Multi-HGTM gives every view of an input its own Graph Tsetlin Machine tower and fuses them with a Tsetlin head that learns cross-view conjunctive rules.

Headline result (5 seeds, Tesla V100)

On a cross-view interaction y = (a1 and b1) or (a2 and b2), which is provably not a sum of per-view scores, clause fusion reaches 0.968 +/- 0.040 where additive late fusion reaches 0.727 +/- 0.077 and the best single view 0.690 +/- 0.022. The clause over late gain is +0.241 (95% CI [+0.16, +0.33]), a win on every one of the five seeds (Wilcoxon p = 0.031).
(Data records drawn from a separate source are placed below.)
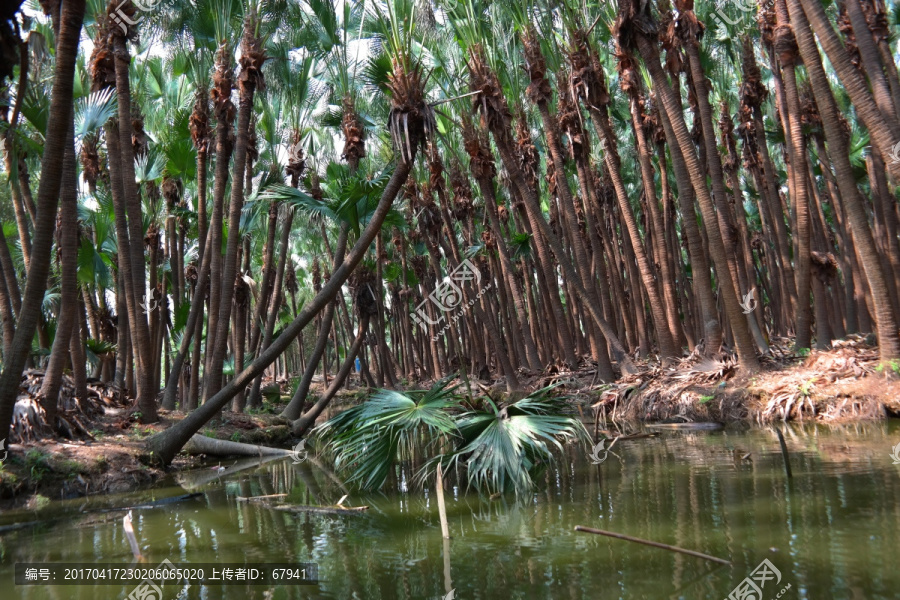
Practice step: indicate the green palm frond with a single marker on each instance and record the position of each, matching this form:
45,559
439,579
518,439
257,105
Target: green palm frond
93,111
367,440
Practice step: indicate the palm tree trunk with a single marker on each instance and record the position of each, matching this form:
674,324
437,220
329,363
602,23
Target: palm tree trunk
68,297
248,84
140,332
61,106
168,443
884,131
302,425
797,152
743,340
295,406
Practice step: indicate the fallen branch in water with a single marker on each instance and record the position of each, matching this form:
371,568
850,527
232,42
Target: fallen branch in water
256,498
200,444
628,538
337,510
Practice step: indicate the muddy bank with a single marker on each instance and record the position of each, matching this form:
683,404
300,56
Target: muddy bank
111,458
842,384
845,383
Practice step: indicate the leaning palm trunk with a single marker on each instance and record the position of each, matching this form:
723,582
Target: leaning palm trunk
650,53
140,330
498,120
726,221
884,131
277,294
166,445
308,419
60,113
250,79
786,47
854,204
68,305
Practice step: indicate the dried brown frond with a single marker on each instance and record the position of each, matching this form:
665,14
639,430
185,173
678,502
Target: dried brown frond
90,160
411,119
490,102
102,65
253,56
354,133
223,80
199,122
538,90
296,162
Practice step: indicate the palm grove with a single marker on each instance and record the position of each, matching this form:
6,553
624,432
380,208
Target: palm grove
201,193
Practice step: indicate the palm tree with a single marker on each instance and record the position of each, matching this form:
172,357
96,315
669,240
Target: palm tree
61,108
500,448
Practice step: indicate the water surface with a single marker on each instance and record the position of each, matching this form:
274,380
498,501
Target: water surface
831,531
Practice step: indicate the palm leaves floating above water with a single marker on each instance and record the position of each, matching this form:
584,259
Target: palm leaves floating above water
500,448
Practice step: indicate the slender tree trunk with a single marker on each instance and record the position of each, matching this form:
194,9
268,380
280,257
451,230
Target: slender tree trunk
168,443
886,319
48,195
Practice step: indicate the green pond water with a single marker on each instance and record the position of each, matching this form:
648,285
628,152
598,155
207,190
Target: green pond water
831,531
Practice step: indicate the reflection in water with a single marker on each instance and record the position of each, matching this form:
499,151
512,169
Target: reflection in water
831,531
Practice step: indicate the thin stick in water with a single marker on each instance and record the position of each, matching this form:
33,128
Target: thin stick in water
628,538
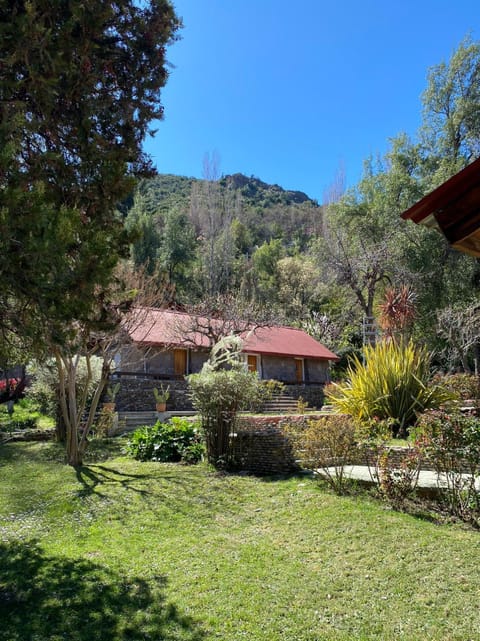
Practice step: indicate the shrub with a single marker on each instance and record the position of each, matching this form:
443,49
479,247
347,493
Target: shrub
14,424
397,483
43,390
452,443
176,440
328,443
223,388
392,383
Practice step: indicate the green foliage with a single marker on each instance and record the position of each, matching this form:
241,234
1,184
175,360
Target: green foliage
223,388
451,441
112,391
326,445
12,424
392,383
176,440
79,88
398,482
463,386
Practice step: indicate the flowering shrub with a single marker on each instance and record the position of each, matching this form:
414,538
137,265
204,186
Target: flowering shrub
397,482
451,440
326,444
8,383
176,440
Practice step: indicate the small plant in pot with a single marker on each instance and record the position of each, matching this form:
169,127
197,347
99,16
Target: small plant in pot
161,397
111,394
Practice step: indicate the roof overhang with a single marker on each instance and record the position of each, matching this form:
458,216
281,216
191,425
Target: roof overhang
453,209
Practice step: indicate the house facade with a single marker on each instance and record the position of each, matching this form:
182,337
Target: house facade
166,346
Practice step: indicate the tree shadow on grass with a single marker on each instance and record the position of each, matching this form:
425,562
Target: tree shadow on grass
52,598
93,477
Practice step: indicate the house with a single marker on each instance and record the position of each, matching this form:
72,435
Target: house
453,209
169,345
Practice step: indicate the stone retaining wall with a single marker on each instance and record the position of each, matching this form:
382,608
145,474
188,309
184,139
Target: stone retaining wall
312,394
261,447
136,395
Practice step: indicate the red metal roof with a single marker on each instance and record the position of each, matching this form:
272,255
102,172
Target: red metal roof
175,329
454,209
286,341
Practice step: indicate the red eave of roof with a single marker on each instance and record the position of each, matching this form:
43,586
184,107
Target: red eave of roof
447,192
286,341
164,327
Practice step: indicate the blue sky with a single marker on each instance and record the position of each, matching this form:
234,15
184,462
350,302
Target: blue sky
291,91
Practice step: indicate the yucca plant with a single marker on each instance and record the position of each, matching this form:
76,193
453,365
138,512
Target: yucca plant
393,383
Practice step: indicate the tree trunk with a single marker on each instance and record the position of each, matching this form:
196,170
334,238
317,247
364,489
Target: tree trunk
60,425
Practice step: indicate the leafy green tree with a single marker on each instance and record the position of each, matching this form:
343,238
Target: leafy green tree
79,87
451,112
219,392
177,246
265,268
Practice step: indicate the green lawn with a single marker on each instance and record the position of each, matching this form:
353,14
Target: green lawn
126,551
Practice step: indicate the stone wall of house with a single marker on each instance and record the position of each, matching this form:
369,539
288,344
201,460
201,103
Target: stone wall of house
312,394
136,394
283,368
316,371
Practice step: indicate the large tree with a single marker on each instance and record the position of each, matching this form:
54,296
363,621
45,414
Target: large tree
79,88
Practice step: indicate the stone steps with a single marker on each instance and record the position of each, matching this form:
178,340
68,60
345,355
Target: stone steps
280,403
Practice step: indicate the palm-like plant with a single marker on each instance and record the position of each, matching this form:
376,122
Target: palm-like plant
393,382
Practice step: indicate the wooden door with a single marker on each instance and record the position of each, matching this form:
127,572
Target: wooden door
252,362
299,370
179,362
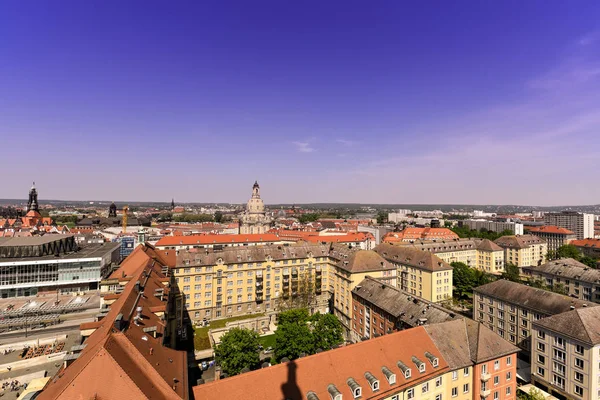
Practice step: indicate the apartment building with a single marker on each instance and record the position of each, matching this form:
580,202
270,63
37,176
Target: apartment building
579,280
484,254
565,358
420,273
380,368
555,236
478,224
216,241
523,250
241,280
379,309
588,247
580,223
509,308
489,367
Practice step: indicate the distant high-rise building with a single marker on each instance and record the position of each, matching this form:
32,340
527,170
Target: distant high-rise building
32,204
254,219
580,223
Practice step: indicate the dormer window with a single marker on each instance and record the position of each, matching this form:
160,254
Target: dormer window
355,387
405,369
420,364
389,375
374,382
334,392
432,359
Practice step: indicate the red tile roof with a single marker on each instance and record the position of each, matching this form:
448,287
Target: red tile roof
550,229
126,363
293,380
215,239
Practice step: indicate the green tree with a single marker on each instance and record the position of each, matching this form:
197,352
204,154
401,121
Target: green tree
512,273
327,331
292,340
463,279
238,350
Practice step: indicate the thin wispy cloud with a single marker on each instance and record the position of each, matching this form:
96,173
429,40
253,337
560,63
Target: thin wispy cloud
346,142
303,147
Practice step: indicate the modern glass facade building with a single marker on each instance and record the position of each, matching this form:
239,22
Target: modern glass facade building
50,264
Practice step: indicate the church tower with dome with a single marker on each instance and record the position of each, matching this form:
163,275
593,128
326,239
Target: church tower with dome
254,219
On the complementary routing task clause fusion reaches 1.000. On real three-view breast cancer both fusions beat the best single view and clause matches late, exactly the regime where redundant views leave no interaction to exploit.

What is in this release

  • MultiViewHGTM: per-view towers, clause and late fusion, missing-view inference, per-view attribution, and readable cross-view rules.
  • A vectorised NumPy multi-class Tsetlin Machine that serves as the fusion head and a GPU-free tabular tower.
  • Graph Tsetlin Machine towers (CUDA), the five-seed harness with paired Wilcoxon and bootstrap intervals, the paper PDF, docs, four examples, and 25 tests.

Honest limitations

  • The synthetic ceilings are 1.0 by construction; they isolate a mechanism rather than rank a benchmark.
  • Towers are trained on the label; stacking each tower as a deep machine waits on the depth credit-assignment fix tracked in the HGTM project.
  • A Graph Tsetlin Machine over a naive image grid does not localise digit structure under OR-across-nodes voting, so the real-data study uses tabular towers on breast cancer rather than graph towers on digits.